Ingredients
6 servings
- •2 cups all-purpose flour
- •¼ cup water, or more to taste
- •2 large eggs
- •1 splash olive oil
- •2 pinches salt
- •2 cloves garlic, roughly chopped
- •2 ½ tablespoons pine nuts
- •2 ½ cups lightly packed fresh basil
- •½ cup extra-virgin olive oil
- •½ cup grated Parmesan cheese
- •1 pinch salt
Instructions
- Combine flour, 1/4 cup water, eggs, olive oil, and salt for pasta in the bowl of a food processor; pulse a few times until just combined. Pinch dough to see if it sticks together and forms a small clump. If it's dry or crumbly, add more water, 1 to 2 tablespoons at a time, just until the dough forms a ball.

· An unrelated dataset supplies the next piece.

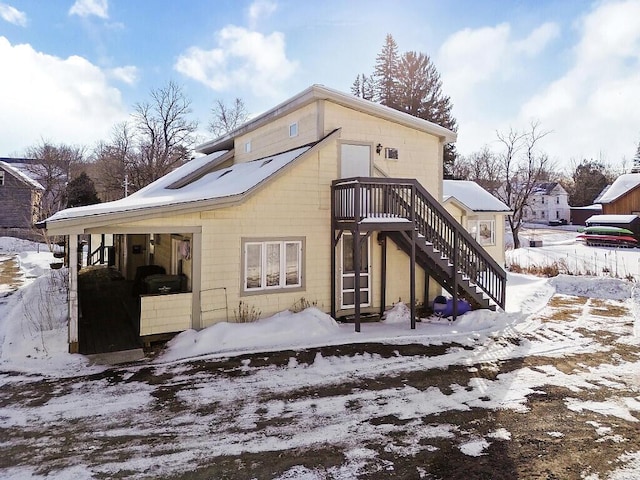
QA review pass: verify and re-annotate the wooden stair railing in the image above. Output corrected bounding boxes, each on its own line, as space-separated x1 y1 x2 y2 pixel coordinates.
331 177 506 308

- Dump dough onto a floured surface. Knead until dough is smooth and bounces back when you poke it. Wrap in plastic and chill in the refrigerator for at least 30 minutes.
- Remove dough from the refrigerator and pull off a small chunk, about 1/2 teaspoon or smaller. Place dough at the bottom of a wooden cutting board and starting with the tips or your fingers, firmly roll up the board, like you are rolling the dough into a tube. Once the dough is at the base of your palm, keep pressure on it and pull it back and down the board, diagonally at a 45-degree angle to create a spiral shape. Repeat until all dough has been shaped.
- Combine garlic and pine nuts in the bowl of a food processor; process until sandy in texture. Add basil and oil and process until smooth. Stir in grated Parmesan cheese until combined. Taste and add salt if needed.
- Bring a large pot of lightly salted water to a boil. Add trofie and cook, stirring occasionally, until tender yet firm to the bite, about 12 minutes. Drain.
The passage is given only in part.